L’Inde s’insinue lentement dans le quartier – autrefois bien grec – de Parc-Extension. Un quartier où se côtoient les peintres en bâtiments portugais, les femmes de ménage antillaises, les jeunes couples francos et les commerçants africains. Les soirs d’été torrides, on entend aussi bien le fado que le rap sur ces artères animées dont les maisons, emprisonnées entre la rue Jean-Talon et la Métropolitaine, offrent des vues imprenables sur d’inquiétantes manufactures. Mais le visage de Parc-Extension change. Et les Indiens – toutes régions confondues – font partie de ce changement.
Le Punjab Palace fait partie de cette dernière génération: un troquet spacieux, décoré simplement mais avec une certaine conscience de l’aménagement, habituellement limité dans ce genre d’endroits ornés le plus souvent de lumières de Noël sur des murs couleur framboise écrasée. Des restos qui ne nous transportent pas en Inde mais dans un salon de bronzage sur Mars.
Le souci porté au cadre s’estompe un peu dans la cuisine, inégale, qui n’a rien de mémorable et qui semble attirer davantage les gringos que les Indiens. On nous propose un menu classique de cet état frontalier avec le Pakistan, où la cuisine est généralement riche en beurre et en crème; ici, on a l’impression de manger une cuisine pour touristes, édulcorée et un peu ennuyeuse. Ce qui nous dit qu’il y a autant de manières de faire un curry qu’il y a de cuisiniers. Et les cuisiniers, comme les hommes, n’ont pas tous été créés égaux.

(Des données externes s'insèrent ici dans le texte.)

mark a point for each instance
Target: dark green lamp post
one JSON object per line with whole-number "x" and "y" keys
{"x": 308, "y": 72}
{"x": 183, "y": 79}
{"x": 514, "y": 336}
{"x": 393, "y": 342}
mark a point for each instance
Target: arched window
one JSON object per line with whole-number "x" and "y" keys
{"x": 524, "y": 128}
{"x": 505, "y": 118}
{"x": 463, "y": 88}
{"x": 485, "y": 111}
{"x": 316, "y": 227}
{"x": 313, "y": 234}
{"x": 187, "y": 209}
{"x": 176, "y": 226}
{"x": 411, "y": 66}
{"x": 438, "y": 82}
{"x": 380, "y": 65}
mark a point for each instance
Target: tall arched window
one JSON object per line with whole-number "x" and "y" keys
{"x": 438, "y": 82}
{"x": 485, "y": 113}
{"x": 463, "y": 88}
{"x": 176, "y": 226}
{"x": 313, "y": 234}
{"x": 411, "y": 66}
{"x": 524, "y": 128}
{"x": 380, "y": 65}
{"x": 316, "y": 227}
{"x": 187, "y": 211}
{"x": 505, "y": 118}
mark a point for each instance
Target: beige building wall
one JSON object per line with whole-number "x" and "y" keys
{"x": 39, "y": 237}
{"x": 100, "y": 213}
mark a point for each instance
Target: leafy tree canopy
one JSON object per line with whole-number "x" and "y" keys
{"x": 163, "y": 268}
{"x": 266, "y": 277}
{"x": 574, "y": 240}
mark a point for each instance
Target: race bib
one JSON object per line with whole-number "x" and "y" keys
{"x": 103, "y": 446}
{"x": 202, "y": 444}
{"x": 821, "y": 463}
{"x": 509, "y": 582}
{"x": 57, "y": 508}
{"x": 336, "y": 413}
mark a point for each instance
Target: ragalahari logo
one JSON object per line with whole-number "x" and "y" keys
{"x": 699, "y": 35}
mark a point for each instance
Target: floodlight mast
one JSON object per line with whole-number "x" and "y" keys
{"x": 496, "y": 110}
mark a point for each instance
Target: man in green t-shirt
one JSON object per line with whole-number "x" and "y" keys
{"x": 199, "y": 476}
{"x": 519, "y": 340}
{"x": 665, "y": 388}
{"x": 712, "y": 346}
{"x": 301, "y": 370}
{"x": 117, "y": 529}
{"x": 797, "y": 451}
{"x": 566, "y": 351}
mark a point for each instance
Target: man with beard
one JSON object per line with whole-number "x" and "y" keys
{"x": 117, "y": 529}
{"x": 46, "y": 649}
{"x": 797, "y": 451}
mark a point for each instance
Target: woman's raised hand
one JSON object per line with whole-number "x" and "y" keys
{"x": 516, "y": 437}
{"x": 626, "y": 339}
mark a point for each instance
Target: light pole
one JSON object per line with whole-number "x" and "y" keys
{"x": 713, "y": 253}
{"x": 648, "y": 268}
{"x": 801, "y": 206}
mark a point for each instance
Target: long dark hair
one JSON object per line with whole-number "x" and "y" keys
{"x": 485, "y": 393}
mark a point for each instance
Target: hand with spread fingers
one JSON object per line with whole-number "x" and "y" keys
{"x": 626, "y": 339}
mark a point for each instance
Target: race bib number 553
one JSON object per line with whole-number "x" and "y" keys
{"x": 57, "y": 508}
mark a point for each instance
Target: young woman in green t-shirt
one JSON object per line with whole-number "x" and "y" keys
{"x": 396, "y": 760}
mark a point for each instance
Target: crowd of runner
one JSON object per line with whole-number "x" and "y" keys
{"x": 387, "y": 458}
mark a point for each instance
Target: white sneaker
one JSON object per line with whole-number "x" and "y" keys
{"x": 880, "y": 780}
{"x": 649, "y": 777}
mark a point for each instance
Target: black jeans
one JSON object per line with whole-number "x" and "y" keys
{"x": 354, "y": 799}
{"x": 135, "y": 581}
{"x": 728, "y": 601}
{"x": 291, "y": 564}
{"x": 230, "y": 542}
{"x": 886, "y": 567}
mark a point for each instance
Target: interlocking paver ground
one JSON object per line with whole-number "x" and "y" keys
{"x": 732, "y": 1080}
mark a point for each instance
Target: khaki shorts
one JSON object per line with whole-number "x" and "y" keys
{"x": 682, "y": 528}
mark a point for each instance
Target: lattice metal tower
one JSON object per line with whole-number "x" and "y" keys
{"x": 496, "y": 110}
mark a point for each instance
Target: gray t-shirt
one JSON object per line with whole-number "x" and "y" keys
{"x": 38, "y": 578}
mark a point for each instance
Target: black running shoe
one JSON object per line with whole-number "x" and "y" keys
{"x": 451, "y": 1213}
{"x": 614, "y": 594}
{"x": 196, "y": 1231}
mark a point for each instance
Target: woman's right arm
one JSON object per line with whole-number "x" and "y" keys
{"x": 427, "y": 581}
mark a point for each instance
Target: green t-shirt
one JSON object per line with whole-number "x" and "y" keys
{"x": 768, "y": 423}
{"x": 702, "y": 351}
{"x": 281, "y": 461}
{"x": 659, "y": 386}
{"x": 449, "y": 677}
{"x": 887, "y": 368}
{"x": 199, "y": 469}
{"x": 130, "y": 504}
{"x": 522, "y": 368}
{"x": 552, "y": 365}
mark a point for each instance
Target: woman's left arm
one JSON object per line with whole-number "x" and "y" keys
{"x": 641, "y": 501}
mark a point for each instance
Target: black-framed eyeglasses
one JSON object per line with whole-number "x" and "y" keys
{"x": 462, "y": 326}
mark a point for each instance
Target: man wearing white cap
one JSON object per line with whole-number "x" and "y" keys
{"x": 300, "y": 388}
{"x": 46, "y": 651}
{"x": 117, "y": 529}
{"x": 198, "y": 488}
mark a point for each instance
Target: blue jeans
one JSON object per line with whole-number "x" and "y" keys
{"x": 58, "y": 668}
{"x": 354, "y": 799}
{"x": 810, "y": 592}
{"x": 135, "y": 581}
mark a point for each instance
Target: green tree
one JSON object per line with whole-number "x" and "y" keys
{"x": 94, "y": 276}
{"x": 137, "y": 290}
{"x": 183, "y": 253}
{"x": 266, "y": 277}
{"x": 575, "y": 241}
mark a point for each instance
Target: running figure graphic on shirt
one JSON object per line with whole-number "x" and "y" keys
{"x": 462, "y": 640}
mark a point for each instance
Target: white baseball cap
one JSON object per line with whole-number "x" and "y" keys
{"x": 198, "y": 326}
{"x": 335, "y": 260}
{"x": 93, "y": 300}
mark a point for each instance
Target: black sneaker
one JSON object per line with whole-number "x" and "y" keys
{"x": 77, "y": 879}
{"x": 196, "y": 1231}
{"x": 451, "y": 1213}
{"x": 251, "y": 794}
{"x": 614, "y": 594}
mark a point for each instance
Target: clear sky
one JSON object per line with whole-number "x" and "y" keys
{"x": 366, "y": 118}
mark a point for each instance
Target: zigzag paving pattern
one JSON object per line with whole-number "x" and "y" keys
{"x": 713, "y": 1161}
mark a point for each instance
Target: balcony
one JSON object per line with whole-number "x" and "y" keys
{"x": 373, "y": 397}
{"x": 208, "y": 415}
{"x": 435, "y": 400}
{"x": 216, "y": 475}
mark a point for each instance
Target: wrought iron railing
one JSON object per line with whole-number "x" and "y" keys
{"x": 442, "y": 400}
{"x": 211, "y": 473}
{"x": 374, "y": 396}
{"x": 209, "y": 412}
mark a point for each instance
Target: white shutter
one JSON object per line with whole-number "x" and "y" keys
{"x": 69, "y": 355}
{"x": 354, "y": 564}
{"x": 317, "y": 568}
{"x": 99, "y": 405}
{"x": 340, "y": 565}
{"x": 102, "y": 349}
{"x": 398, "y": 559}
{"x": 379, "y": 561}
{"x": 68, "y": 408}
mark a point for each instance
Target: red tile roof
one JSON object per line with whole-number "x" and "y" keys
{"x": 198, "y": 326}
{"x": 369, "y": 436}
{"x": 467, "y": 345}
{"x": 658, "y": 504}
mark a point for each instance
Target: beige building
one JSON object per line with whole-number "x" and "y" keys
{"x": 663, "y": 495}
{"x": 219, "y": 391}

Le meilleur de l’échantillon s’est présenté en premier: des pakoras d’oignons craquants et dorés, frits à la bonne température et donc assez peu gras, et des samosas absolument succulents et surtout frais, farcis de pommes de terre bien relevées sous une pâte croustillante qu’on prenait un réel plaisir à tremper dans un chutney de tamarin. Le malheur, c’est que le reste donnait l’impression d’être une série de currys à peu près tous semblables, un navratan – censé être un prodige mêlant épices, fruits secs et épices – qui présentait des légumes surcuits dans une sauce vaguement distincte de l’alu gobi – chou-fleur et pommes de terre. Les viandes – un korma de poulet et un curry d’agneau – étaient un peu desséchées malgré la sauce savoureuse dans laquelle elles baignaient. Le plat de lentilles en purée avait un goût de réchauffé et de poudre de curry. Autrement, le riz et les pains habituels étaient d’honnête facture, même s’il n’y a rien de remarquable pour un cuisinier indien à produire les céréales de tous les jours. C’est une cuisine de palace, ça? Nous comprenons qu’avec les prix pratiqués (pas bien cher), on ne moud pas les épices à la main comme on le fait dans les meilleures maisons et on ne prépare pas les currys à la minute. Par conséquent, ce palace-là sert plutôt une cuisine standardisée: tout est assemblé à partir de produits déjà confectionnés dans le commerce. N’espérez donc pas faire ici de grandes découvertes. Quant au service, vous attendrez. Pour tout: les plats, l’eau, le pain, l’addition. Comptez 40 $ à trois, avec les taxes et le service (sic!).
Punjab Palace
920, rue Jean-Talon Ouest
495-4075
Amuse-gueule
Si vous avez la télé numérique, jetez donc un oeil du côté du Food Network, une chaîne qui se spécialise en émissions de cuisine, 24 heures sur 24. Les stars de cette chaîne font de la télé-cuisine d’un tout nouveau genre, qui relègue nos animateurs locaux au rang de dinosaures. Nigella Lawson, une coquette Britannique dont la cuisine est orientée "world", pousse des petits cris jouissifs en léchant ses cuillères. Jamie Oliver est un jeune Londonien enthousiaste et sexy, qui zozote à toute vitesse et propose une cuisine vaguement méditerranéenne faite en deux temps, trois mouvements. Emeril Lagasse cuisine en direct, accompagné d’un band à la manière d’un Letterman en tablier. Mario Batali cuisine italien devant ses chums en portant une jupe. Quant à Bob Blumer, animateur d’un show baptisé The Surreal Gourmet, il fait cuire du saumon dans un lave-vaisselle ou des bananes sur un hibiscus, et construit son menu devant une roulotte en alu, années 50, sur laquelle trônent deux toasts gigantesques. Pas banal. Apprend-on à faire les sauces dans ces shows? Pas vraiment. Pas le temps. La caméra nerveuse, à l’épaule, et la musique rythmée nous empêchent de nous concentrer sur l’essentiel. Mais ces shows sont tout à fait divertissants: des émissions de variétés déguisées en leçons de cuisine. Mais, au fond, qui s’en soucie si l’on s’amuse!